K: Surely, there are two ways of listening. One can superficially follow the words, see their meaning, and merely pursue the outward significance of the description; or one can listen to the description, to the verbal statement, and pursue it inwardly–that is, be aware of what is being said as a thing that one is directly experiencing in oneself. If one can do the latter–that is, if through the description one is able to experience directly the thing that is being said–then I think it will have great significance. - As One Is
K: If I have an image about someone, that knowledge is obviously going to impede our relationship. It becomes a pattern.
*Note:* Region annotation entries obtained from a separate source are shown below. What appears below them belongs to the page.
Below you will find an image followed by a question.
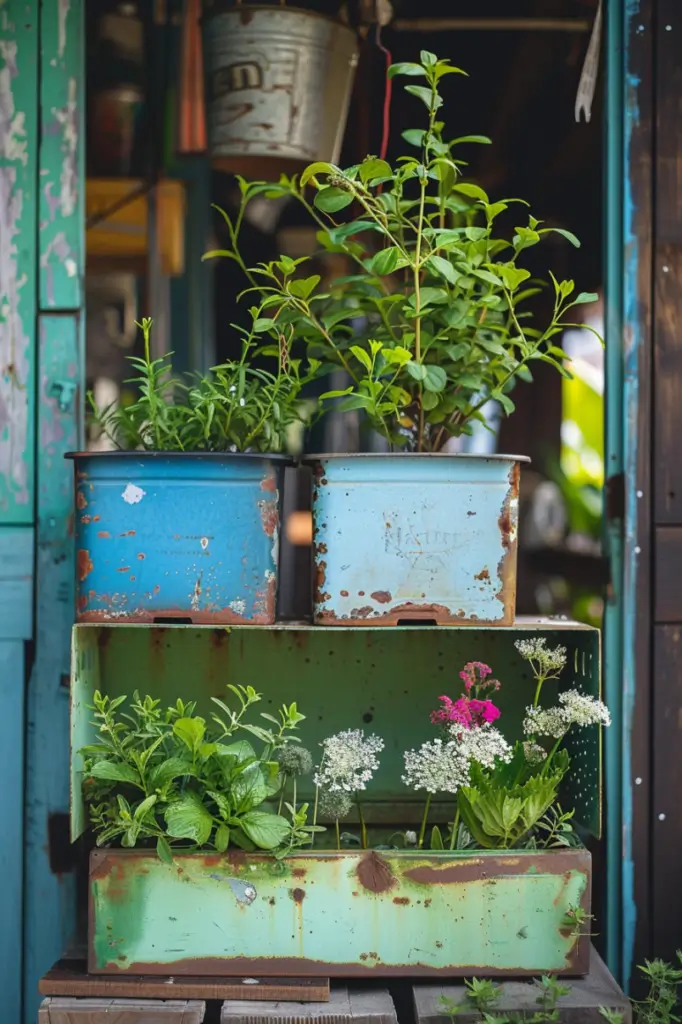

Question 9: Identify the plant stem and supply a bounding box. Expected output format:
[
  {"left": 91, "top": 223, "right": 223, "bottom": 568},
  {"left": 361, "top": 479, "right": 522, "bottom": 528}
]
[
  {"left": 417, "top": 793, "right": 431, "bottom": 850},
  {"left": 355, "top": 794, "right": 367, "bottom": 850},
  {"left": 450, "top": 807, "right": 460, "bottom": 850}
]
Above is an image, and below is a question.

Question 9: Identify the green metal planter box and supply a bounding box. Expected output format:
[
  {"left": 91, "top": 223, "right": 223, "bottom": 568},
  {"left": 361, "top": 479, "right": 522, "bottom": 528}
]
[{"left": 88, "top": 850, "right": 591, "bottom": 978}]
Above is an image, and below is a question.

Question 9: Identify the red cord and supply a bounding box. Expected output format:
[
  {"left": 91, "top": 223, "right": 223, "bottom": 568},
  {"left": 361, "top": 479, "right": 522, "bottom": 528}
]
[{"left": 375, "top": 25, "right": 393, "bottom": 160}]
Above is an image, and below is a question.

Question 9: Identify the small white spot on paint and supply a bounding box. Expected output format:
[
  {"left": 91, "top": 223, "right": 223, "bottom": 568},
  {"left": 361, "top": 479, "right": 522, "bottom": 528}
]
[{"left": 121, "top": 483, "right": 146, "bottom": 505}]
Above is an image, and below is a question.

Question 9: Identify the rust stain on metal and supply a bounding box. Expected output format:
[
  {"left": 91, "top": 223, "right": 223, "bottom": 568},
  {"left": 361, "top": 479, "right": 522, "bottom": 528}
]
[
  {"left": 356, "top": 850, "right": 396, "bottom": 893},
  {"left": 76, "top": 548, "right": 94, "bottom": 581}
]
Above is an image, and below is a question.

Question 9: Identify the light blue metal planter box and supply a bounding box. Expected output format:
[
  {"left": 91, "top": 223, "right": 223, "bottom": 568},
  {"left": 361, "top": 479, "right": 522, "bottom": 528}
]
[
  {"left": 306, "top": 454, "right": 528, "bottom": 626},
  {"left": 88, "top": 850, "right": 591, "bottom": 978},
  {"left": 63, "top": 452, "right": 289, "bottom": 625}
]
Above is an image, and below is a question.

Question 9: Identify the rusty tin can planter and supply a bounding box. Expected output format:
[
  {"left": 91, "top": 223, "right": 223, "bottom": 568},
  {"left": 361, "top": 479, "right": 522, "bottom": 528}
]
[
  {"left": 88, "top": 850, "right": 591, "bottom": 978},
  {"left": 67, "top": 452, "right": 291, "bottom": 626},
  {"left": 306, "top": 454, "right": 529, "bottom": 626},
  {"left": 204, "top": 0, "right": 358, "bottom": 177}
]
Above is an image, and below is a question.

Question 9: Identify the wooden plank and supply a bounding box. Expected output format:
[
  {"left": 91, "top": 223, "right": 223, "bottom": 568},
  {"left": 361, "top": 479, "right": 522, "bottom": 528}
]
[
  {"left": 220, "top": 984, "right": 397, "bottom": 1024},
  {"left": 0, "top": 640, "right": 24, "bottom": 1024},
  {"left": 39, "top": 0, "right": 85, "bottom": 309},
  {"left": 38, "top": 957, "right": 330, "bottom": 1002},
  {"left": 653, "top": 245, "right": 682, "bottom": 523},
  {"left": 0, "top": 0, "right": 39, "bottom": 524},
  {"left": 38, "top": 998, "right": 206, "bottom": 1024},
  {"left": 25, "top": 314, "right": 81, "bottom": 1019},
  {"left": 651, "top": 626, "right": 682, "bottom": 959},
  {"left": 653, "top": 526, "right": 682, "bottom": 623},
  {"left": 0, "top": 526, "right": 34, "bottom": 640},
  {"left": 413, "top": 948, "right": 632, "bottom": 1024}
]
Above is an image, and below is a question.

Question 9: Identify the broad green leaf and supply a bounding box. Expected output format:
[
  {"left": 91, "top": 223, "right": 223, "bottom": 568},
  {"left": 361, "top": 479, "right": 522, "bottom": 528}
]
[
  {"left": 370, "top": 246, "right": 400, "bottom": 278},
  {"left": 314, "top": 185, "right": 353, "bottom": 213},
  {"left": 157, "top": 836, "right": 173, "bottom": 864},
  {"left": 359, "top": 159, "right": 393, "bottom": 184},
  {"left": 164, "top": 793, "right": 213, "bottom": 847},
  {"left": 455, "top": 181, "right": 491, "bottom": 203},
  {"left": 173, "top": 718, "right": 206, "bottom": 753},
  {"left": 426, "top": 256, "right": 460, "bottom": 285},
  {"left": 301, "top": 161, "right": 340, "bottom": 187},
  {"left": 350, "top": 345, "right": 372, "bottom": 373},
  {"left": 214, "top": 825, "right": 229, "bottom": 853},
  {"left": 424, "top": 364, "right": 447, "bottom": 392},
  {"left": 90, "top": 761, "right": 140, "bottom": 785},
  {"left": 388, "top": 62, "right": 426, "bottom": 78},
  {"left": 240, "top": 811, "right": 291, "bottom": 850}
]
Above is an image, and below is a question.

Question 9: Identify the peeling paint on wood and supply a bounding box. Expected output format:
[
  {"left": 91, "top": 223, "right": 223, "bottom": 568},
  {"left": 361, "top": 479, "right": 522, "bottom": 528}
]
[
  {"left": 0, "top": 6, "right": 38, "bottom": 523},
  {"left": 39, "top": 0, "right": 85, "bottom": 309}
]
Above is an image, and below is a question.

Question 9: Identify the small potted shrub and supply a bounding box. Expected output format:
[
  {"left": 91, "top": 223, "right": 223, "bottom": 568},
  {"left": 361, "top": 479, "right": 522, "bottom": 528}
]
[
  {"left": 68, "top": 306, "right": 316, "bottom": 625},
  {"left": 216, "top": 51, "right": 595, "bottom": 625},
  {"left": 84, "top": 636, "right": 609, "bottom": 977}
]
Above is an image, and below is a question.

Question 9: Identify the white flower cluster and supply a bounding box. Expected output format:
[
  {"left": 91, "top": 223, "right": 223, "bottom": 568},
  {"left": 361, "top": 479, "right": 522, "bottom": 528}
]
[
  {"left": 313, "top": 729, "right": 384, "bottom": 793},
  {"left": 523, "top": 739, "right": 547, "bottom": 765},
  {"left": 514, "top": 637, "right": 566, "bottom": 676},
  {"left": 523, "top": 690, "right": 611, "bottom": 739},
  {"left": 450, "top": 723, "right": 512, "bottom": 768},
  {"left": 402, "top": 739, "right": 469, "bottom": 794}
]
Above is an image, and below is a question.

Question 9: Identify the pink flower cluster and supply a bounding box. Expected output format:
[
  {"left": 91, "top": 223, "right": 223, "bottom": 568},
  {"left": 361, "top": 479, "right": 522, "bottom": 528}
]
[{"left": 431, "top": 662, "right": 500, "bottom": 729}]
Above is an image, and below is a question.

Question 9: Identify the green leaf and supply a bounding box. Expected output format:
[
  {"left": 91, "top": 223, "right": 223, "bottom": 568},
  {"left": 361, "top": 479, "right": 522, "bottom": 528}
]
[
  {"left": 359, "top": 159, "right": 393, "bottom": 184},
  {"left": 402, "top": 128, "right": 426, "bottom": 148},
  {"left": 157, "top": 836, "right": 173, "bottom": 864},
  {"left": 388, "top": 62, "right": 426, "bottom": 78},
  {"left": 173, "top": 718, "right": 206, "bottom": 753},
  {"left": 90, "top": 761, "right": 140, "bottom": 785},
  {"left": 314, "top": 185, "right": 353, "bottom": 213},
  {"left": 214, "top": 824, "right": 229, "bottom": 853},
  {"left": 350, "top": 345, "right": 372, "bottom": 373},
  {"left": 370, "top": 246, "right": 400, "bottom": 278},
  {"left": 426, "top": 256, "right": 460, "bottom": 285},
  {"left": 301, "top": 161, "right": 341, "bottom": 187},
  {"left": 164, "top": 793, "right": 213, "bottom": 847},
  {"left": 454, "top": 181, "right": 491, "bottom": 203},
  {"left": 240, "top": 811, "right": 291, "bottom": 850},
  {"left": 407, "top": 359, "right": 426, "bottom": 381},
  {"left": 424, "top": 364, "right": 447, "bottom": 392},
  {"left": 404, "top": 85, "right": 433, "bottom": 111},
  {"left": 541, "top": 227, "right": 581, "bottom": 249}
]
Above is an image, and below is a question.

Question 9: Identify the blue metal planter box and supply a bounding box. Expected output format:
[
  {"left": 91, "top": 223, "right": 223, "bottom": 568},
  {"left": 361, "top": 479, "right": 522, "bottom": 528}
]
[
  {"left": 64, "top": 452, "right": 290, "bottom": 625},
  {"left": 306, "top": 454, "right": 528, "bottom": 626},
  {"left": 88, "top": 850, "right": 591, "bottom": 978}
]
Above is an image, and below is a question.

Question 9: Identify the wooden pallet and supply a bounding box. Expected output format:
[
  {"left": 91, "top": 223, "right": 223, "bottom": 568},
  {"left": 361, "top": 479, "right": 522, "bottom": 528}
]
[{"left": 38, "top": 957, "right": 330, "bottom": 1007}]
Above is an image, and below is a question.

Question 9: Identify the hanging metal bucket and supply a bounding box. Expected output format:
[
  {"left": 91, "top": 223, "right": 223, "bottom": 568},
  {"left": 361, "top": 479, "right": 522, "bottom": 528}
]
[{"left": 204, "top": 0, "right": 358, "bottom": 177}]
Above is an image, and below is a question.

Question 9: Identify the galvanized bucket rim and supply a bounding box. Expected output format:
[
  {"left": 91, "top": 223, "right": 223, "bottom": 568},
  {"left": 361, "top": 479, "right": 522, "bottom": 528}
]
[
  {"left": 65, "top": 449, "right": 296, "bottom": 465},
  {"left": 201, "top": 3, "right": 357, "bottom": 38},
  {"left": 301, "top": 452, "right": 530, "bottom": 463}
]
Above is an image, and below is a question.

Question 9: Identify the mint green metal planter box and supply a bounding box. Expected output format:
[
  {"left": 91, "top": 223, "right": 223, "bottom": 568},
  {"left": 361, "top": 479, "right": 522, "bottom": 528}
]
[{"left": 88, "top": 850, "right": 591, "bottom": 978}]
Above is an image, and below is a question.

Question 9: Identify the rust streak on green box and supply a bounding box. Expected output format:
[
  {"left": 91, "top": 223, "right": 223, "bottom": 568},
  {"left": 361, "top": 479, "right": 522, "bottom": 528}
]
[{"left": 88, "top": 850, "right": 591, "bottom": 977}]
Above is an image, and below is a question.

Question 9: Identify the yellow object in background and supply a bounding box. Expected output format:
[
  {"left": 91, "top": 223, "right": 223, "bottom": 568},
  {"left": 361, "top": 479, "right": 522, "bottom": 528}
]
[{"left": 86, "top": 178, "right": 185, "bottom": 278}]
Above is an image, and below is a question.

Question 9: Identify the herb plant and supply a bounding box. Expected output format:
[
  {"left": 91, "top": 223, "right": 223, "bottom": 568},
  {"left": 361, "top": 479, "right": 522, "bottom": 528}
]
[
  {"left": 88, "top": 315, "right": 318, "bottom": 452},
  {"left": 80, "top": 685, "right": 313, "bottom": 862},
  {"left": 208, "top": 50, "right": 595, "bottom": 452}
]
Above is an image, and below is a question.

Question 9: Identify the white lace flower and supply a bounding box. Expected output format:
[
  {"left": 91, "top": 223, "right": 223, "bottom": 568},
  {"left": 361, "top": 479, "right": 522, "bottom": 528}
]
[
  {"left": 523, "top": 708, "right": 570, "bottom": 739},
  {"left": 450, "top": 723, "right": 512, "bottom": 768},
  {"left": 523, "top": 739, "right": 547, "bottom": 765},
  {"left": 402, "top": 739, "right": 469, "bottom": 794},
  {"left": 559, "top": 690, "right": 611, "bottom": 726},
  {"left": 514, "top": 637, "right": 566, "bottom": 676},
  {"left": 313, "top": 729, "right": 384, "bottom": 793}
]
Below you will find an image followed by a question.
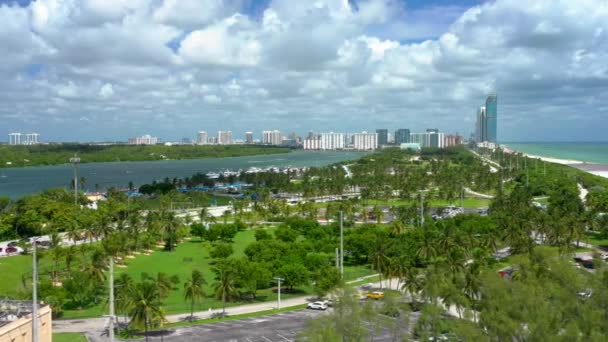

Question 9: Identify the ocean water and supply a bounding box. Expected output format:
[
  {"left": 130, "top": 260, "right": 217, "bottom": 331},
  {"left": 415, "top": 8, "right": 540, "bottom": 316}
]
[
  {"left": 0, "top": 150, "right": 366, "bottom": 198},
  {"left": 501, "top": 141, "right": 608, "bottom": 164}
]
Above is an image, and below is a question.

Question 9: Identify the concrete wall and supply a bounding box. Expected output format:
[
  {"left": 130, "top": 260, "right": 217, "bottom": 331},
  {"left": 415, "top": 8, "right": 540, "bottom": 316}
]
[{"left": 0, "top": 305, "right": 53, "bottom": 342}]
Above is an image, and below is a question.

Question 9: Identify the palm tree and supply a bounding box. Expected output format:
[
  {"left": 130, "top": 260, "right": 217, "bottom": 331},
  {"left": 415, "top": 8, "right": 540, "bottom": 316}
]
[
  {"left": 127, "top": 280, "right": 163, "bottom": 341},
  {"left": 63, "top": 245, "right": 76, "bottom": 277},
  {"left": 213, "top": 264, "right": 236, "bottom": 316},
  {"left": 184, "top": 270, "right": 207, "bottom": 321},
  {"left": 114, "top": 273, "right": 134, "bottom": 330}
]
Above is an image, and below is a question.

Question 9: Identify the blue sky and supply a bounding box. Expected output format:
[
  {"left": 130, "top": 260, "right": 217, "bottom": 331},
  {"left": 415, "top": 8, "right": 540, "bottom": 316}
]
[{"left": 0, "top": 0, "right": 608, "bottom": 141}]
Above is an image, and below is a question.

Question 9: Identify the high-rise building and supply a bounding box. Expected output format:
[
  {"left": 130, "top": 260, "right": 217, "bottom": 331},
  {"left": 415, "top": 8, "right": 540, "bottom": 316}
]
[
  {"left": 23, "top": 133, "right": 40, "bottom": 145},
  {"left": 8, "top": 133, "right": 21, "bottom": 145},
  {"left": 475, "top": 106, "right": 487, "bottom": 142},
  {"left": 484, "top": 94, "right": 498, "bottom": 143},
  {"left": 217, "top": 131, "right": 232, "bottom": 145},
  {"left": 320, "top": 132, "right": 344, "bottom": 150},
  {"left": 353, "top": 132, "right": 378, "bottom": 150},
  {"left": 262, "top": 130, "right": 283, "bottom": 145},
  {"left": 409, "top": 129, "right": 445, "bottom": 148},
  {"left": 245, "top": 132, "right": 253, "bottom": 144},
  {"left": 196, "top": 131, "right": 209, "bottom": 145},
  {"left": 376, "top": 128, "right": 388, "bottom": 146},
  {"left": 395, "top": 128, "right": 410, "bottom": 145},
  {"left": 129, "top": 134, "right": 160, "bottom": 145}
]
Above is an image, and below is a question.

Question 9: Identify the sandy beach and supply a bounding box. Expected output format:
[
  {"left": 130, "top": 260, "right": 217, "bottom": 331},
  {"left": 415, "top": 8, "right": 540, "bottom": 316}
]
[
  {"left": 523, "top": 153, "right": 585, "bottom": 165},
  {"left": 505, "top": 148, "right": 608, "bottom": 178},
  {"left": 569, "top": 163, "right": 608, "bottom": 178}
]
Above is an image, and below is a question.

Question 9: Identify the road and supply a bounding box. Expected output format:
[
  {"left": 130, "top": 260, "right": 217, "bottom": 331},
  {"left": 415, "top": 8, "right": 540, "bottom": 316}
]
[
  {"left": 86, "top": 308, "right": 419, "bottom": 342},
  {"left": 53, "top": 275, "right": 382, "bottom": 336}
]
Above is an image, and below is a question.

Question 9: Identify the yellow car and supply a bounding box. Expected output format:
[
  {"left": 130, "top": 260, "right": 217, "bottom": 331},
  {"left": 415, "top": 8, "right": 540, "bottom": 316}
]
[{"left": 367, "top": 291, "right": 384, "bottom": 299}]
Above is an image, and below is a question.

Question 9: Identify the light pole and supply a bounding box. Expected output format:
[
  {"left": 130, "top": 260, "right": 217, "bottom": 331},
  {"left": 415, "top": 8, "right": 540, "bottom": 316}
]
[
  {"left": 70, "top": 154, "right": 80, "bottom": 205},
  {"left": 108, "top": 257, "right": 114, "bottom": 342},
  {"left": 340, "top": 210, "right": 344, "bottom": 278},
  {"left": 273, "top": 277, "right": 285, "bottom": 309},
  {"left": 31, "top": 238, "right": 38, "bottom": 342}
]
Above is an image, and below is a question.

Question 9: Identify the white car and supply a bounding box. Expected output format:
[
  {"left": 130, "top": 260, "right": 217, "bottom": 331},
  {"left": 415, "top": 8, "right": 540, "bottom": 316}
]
[{"left": 306, "top": 302, "right": 327, "bottom": 310}]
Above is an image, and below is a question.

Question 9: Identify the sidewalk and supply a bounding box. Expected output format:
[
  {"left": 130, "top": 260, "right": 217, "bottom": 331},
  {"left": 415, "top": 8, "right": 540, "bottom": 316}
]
[{"left": 53, "top": 274, "right": 384, "bottom": 334}]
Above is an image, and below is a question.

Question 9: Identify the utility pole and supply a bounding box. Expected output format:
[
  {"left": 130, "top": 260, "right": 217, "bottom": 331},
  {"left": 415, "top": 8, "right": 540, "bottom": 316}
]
[
  {"left": 460, "top": 185, "right": 464, "bottom": 208},
  {"left": 273, "top": 277, "right": 285, "bottom": 309},
  {"left": 32, "top": 238, "right": 38, "bottom": 342},
  {"left": 336, "top": 247, "right": 340, "bottom": 271},
  {"left": 70, "top": 154, "right": 80, "bottom": 205},
  {"left": 340, "top": 210, "right": 344, "bottom": 278},
  {"left": 420, "top": 192, "right": 424, "bottom": 227},
  {"left": 108, "top": 257, "right": 114, "bottom": 342}
]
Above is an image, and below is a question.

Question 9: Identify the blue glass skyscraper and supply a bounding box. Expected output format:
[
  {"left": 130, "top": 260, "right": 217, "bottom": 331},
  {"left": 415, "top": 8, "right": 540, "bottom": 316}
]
[{"left": 485, "top": 94, "right": 498, "bottom": 143}]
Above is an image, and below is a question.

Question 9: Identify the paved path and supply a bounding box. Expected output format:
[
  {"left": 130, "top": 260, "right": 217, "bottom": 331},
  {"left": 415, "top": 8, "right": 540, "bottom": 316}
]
[{"left": 53, "top": 274, "right": 380, "bottom": 334}]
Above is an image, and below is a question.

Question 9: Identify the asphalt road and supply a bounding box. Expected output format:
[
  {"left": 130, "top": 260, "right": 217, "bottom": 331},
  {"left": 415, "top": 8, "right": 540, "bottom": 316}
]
[{"left": 97, "top": 309, "right": 418, "bottom": 342}]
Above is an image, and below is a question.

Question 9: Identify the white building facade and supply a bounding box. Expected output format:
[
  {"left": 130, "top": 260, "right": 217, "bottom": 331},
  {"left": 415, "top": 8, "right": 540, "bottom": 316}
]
[
  {"left": 353, "top": 132, "right": 378, "bottom": 151},
  {"left": 196, "top": 131, "right": 209, "bottom": 145},
  {"left": 217, "top": 131, "right": 232, "bottom": 145},
  {"left": 262, "top": 130, "right": 283, "bottom": 145}
]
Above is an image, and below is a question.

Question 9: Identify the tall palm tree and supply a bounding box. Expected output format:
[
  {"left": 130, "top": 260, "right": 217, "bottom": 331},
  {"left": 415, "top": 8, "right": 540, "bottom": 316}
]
[
  {"left": 114, "top": 273, "right": 134, "bottom": 323},
  {"left": 127, "top": 280, "right": 163, "bottom": 341},
  {"left": 184, "top": 270, "right": 207, "bottom": 321},
  {"left": 213, "top": 264, "right": 236, "bottom": 316}
]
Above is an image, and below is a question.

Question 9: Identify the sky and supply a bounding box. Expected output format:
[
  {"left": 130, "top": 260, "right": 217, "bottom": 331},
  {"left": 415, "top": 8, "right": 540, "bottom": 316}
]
[{"left": 0, "top": 0, "right": 608, "bottom": 141}]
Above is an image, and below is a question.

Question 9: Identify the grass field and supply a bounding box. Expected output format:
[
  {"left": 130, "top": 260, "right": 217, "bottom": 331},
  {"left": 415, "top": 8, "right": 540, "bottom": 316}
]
[
  {"left": 53, "top": 333, "right": 87, "bottom": 342},
  {"left": 52, "top": 228, "right": 374, "bottom": 318},
  {"left": 584, "top": 232, "right": 608, "bottom": 246},
  {"left": 367, "top": 197, "right": 490, "bottom": 208}
]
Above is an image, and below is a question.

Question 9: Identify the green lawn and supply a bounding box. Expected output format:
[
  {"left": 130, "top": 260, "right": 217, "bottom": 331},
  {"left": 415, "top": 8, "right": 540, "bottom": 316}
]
[
  {"left": 53, "top": 333, "right": 87, "bottom": 342},
  {"left": 0, "top": 255, "right": 30, "bottom": 297},
  {"left": 583, "top": 232, "right": 608, "bottom": 246},
  {"left": 367, "top": 197, "right": 490, "bottom": 208}
]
K: If you treat what we are saying at a verbal level, then go away, it is a waste of time. - Madras Feb. 1952
K: You can only listen when you are not translating what is being said into your own terminology, your own background. - Talks in Europe, March 1968
K: So, is it not important for the mind to inquire and remain in that state of inquiry, which is not to seek an answer but simply to see if you know anything at all beyond the knowledge which has already been accumulated?
Q: What do you mean by inquiry?
Common definition: an act of asking for information, an official investigation.
**It seems that K’s notion of inquiry had a focus on seeing, or listening and looking together, and not on answers, knowledge, or translating what has been said into one’s own terminology. Simply listening, not agreeing or disagreeing, In other words, it wasn’t an intellectual or judgmental endeavor.
Then this question arises: “What then was K actually suggesting that we observe together, and inquire into, as two friends having a dialogue together?”
K: You are not going to learn from the speaker, but you learn by observing, by using the speaker as a mirror to observe your own movement of thought, of feeling, your own psyche, your own psychology. - Beyond Violence
K: It is important for you to find out your own ways of thinking and what that thinking implies, as I have been trying to point out this morning. - As One Is
**So, where can we observe “our own ways of thinking,” if not in relationship, in dialogue? Isn’t it the responses we all make that reveal the ways of our thinking?
Now, is it possible to openly listen to each other, observe the nature of the responses, and then, describe what we see? And if what we see appears to be “a psychological thought,” is that “judging the person,” or simply an attempt to describe the nature of the “response?”
There seems to be some confusion between describing the apparent nature of a response, and judging the person who may express the conditioned pattern? Isn’t the assumption that “thought is personal” part of human conditioning? A rather ubiquitous pattern in the culture?